10 ans du Jeu de Paume : Kati Horna, la “photographe des oeufs”

C’est ainsi qu’on la présentait à Paris où elle avait fui l’Allemagne nazie en 1933 : la photographe des oeufs, qui pour “ne pas mourir de faim”, avait eu l’idée “d’être la première à faire des choses, pas avec des figurines, mais des petites histoires avec des oeufs, et c’est ce dessinateur magnifique (Wolfgang Burger) qui s’est suicidé par la suite qui me faisait les visages… La première était l’histoire sentimentale d’une carotte et d’une pomme de terre, la carotte déclare son amour à la pomme de terre, il faisait toujours les visages et moi les cadres des scènes.”

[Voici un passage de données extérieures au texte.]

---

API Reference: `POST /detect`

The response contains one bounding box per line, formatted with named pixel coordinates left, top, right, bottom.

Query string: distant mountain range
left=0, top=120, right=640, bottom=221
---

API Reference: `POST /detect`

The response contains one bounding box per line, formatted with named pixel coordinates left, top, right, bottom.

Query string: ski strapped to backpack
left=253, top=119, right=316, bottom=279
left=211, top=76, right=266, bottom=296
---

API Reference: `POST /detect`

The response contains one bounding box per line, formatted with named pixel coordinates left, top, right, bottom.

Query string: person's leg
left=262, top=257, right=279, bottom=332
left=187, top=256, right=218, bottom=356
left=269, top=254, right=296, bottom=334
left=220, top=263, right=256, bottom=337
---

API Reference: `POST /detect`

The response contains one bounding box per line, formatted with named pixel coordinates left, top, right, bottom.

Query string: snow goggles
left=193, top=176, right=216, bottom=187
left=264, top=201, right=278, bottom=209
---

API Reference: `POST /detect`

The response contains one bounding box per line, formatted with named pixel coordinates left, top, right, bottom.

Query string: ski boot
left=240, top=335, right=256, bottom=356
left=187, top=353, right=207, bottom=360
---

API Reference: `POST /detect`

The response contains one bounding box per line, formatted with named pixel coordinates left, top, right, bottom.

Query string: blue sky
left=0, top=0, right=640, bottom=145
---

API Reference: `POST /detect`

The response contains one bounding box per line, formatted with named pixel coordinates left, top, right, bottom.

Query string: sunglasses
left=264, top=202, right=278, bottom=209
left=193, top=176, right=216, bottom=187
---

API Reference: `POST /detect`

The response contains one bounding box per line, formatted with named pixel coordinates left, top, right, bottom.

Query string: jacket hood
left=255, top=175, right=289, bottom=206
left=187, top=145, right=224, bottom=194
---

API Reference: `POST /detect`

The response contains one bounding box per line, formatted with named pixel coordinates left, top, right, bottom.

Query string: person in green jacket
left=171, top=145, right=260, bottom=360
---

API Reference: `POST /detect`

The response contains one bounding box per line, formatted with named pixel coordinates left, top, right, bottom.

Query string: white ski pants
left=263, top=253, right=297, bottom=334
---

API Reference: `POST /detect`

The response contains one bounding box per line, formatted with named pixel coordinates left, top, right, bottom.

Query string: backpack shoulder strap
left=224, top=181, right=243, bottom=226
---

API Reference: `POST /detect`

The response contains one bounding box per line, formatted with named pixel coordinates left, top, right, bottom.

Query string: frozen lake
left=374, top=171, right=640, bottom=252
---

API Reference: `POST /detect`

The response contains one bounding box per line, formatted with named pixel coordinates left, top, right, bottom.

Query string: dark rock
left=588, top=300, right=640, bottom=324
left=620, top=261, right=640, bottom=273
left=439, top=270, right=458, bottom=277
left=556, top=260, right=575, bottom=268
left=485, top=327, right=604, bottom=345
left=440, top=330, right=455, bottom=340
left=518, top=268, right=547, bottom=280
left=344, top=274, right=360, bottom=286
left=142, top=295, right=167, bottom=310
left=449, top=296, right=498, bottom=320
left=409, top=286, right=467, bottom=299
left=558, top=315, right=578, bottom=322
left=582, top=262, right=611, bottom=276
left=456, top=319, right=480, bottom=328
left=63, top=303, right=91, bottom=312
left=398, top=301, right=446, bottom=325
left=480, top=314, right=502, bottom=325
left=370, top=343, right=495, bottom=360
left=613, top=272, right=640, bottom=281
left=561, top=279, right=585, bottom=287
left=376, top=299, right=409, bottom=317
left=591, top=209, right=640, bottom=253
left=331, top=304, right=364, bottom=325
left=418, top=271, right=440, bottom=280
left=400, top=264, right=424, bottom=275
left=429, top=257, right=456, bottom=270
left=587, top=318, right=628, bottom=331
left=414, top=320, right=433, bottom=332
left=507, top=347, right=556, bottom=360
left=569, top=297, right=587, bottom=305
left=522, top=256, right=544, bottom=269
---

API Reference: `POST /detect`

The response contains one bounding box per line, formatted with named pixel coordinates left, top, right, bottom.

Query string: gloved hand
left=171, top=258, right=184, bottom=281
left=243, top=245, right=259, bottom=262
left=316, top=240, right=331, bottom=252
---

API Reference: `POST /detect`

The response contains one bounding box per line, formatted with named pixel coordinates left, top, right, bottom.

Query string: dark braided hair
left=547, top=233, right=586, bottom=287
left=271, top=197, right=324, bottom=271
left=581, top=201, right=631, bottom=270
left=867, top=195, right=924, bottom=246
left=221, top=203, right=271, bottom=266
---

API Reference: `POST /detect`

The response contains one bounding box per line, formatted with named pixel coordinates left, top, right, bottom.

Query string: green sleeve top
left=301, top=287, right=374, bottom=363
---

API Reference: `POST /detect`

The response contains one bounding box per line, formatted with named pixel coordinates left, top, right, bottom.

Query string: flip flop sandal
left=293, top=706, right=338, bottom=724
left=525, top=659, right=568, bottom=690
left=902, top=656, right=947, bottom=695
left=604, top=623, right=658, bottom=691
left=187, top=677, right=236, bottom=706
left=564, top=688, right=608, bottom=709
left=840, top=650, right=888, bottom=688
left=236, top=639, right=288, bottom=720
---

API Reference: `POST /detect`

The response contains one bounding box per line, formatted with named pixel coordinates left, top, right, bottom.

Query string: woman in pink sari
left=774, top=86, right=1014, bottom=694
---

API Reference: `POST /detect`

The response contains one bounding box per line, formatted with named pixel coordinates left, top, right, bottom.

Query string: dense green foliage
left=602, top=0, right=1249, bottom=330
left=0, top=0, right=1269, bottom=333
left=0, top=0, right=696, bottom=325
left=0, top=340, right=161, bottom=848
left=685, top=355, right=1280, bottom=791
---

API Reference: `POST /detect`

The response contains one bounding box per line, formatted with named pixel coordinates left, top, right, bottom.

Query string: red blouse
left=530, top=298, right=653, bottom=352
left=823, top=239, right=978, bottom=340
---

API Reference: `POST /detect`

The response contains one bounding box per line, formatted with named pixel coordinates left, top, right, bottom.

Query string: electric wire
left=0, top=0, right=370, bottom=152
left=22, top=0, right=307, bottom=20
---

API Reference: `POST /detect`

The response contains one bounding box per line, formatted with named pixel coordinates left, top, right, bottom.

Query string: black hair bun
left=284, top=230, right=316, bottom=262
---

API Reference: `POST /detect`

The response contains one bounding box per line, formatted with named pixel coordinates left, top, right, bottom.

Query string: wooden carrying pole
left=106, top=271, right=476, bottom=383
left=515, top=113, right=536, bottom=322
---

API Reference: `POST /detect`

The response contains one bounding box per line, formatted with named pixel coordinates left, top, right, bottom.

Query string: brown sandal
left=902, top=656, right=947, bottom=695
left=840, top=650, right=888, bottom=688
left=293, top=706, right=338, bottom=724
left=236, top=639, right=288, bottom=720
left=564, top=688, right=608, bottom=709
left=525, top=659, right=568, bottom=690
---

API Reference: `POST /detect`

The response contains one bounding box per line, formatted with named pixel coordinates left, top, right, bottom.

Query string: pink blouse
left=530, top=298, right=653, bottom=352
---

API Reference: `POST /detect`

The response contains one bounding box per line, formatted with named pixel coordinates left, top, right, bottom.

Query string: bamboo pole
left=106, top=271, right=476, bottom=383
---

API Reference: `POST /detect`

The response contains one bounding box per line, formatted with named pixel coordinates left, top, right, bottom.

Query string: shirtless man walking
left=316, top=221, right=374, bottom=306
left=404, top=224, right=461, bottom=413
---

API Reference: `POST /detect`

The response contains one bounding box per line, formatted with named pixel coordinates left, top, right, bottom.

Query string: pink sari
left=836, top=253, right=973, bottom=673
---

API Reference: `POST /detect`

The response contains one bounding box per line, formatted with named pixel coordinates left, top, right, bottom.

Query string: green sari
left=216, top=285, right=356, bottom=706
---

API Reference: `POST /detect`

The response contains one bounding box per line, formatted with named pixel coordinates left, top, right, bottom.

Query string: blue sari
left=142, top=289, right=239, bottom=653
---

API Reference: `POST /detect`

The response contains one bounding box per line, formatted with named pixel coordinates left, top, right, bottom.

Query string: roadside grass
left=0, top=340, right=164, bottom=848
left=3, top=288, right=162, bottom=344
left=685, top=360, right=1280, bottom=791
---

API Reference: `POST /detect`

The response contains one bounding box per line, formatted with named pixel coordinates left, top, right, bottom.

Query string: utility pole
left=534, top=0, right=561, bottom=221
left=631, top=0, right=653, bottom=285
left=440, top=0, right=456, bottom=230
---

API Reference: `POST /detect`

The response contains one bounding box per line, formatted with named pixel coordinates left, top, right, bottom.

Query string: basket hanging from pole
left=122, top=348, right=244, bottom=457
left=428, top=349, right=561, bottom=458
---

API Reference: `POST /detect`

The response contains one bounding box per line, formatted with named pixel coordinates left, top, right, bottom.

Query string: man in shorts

Citoyenne du monde, Kati Horna (1912-2000) fait partie de la grande génération de photographes hongrois (Kertész, Robert Capa, Brassaï…) qui fuit le pays pour l’Allemagne, puis la France, l’Espagne républicaine et le Mexique où elle passa le reste de sa vie, d’abord comme photographe surréaliste et de presse, avant de se consacrer uniquement à la pédagogie à partir de 1964.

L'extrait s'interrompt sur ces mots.